Torii Kiyonaga
Born Sekiguchi Shinsuke, Torii Kiyonaga was a Japanese printmaker and painter of the Torii school who lived from 1752 to 1815, during the Edo period. He was born in Uraga in the Sagami Province and moved to Tokyo to study art, becoming a master of ukiyo-e art. He began his art training with the Torii school at just 14 years old, though he may have had earlier ukiyo-e training. He changed his name to Torii Kiyonaga after his adoptive father, and art teacher, Torii Kiyomitsu.
Kiyonaga was most known for his paintings of courtesans and other beautiful women in general, called bijinga prints. His women were taller and fuller than previous Torii artists depicted them. He also did signs for the kabuki theater, known as ukiyo-e prints, as well as a series of erotic images, called shunga prints. Kiyonaga used larger sheets of paper and often broke his images up into diptych or triptych form. This larger paper size allowed for more details and fuller backgrounds.
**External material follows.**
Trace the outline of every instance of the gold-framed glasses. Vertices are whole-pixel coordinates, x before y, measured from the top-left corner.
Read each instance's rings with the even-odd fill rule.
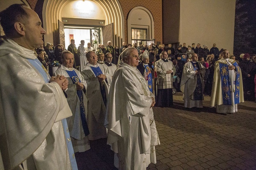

In 1787, Kiyonaga formally took over as head of the Torii school after the death of Torii Kiyomitsu in 1785. He was the fourth person to head the school. The Torii school (鳥居派), was a form of ukiyo-e painting and printing that emerged in Edo mainly after the arrival of Torii Kiyonobu in 1687. The Torii school worked with the kabuki theater to design and create signboards and other promotional materials.
Ukiyo-e, which translates as “the floating world,” is the main style of woodblock printing in Japan. It is meant to show the impermanence and fleeting beauty of the world and all within it, such as landscapes, entertainment, and women.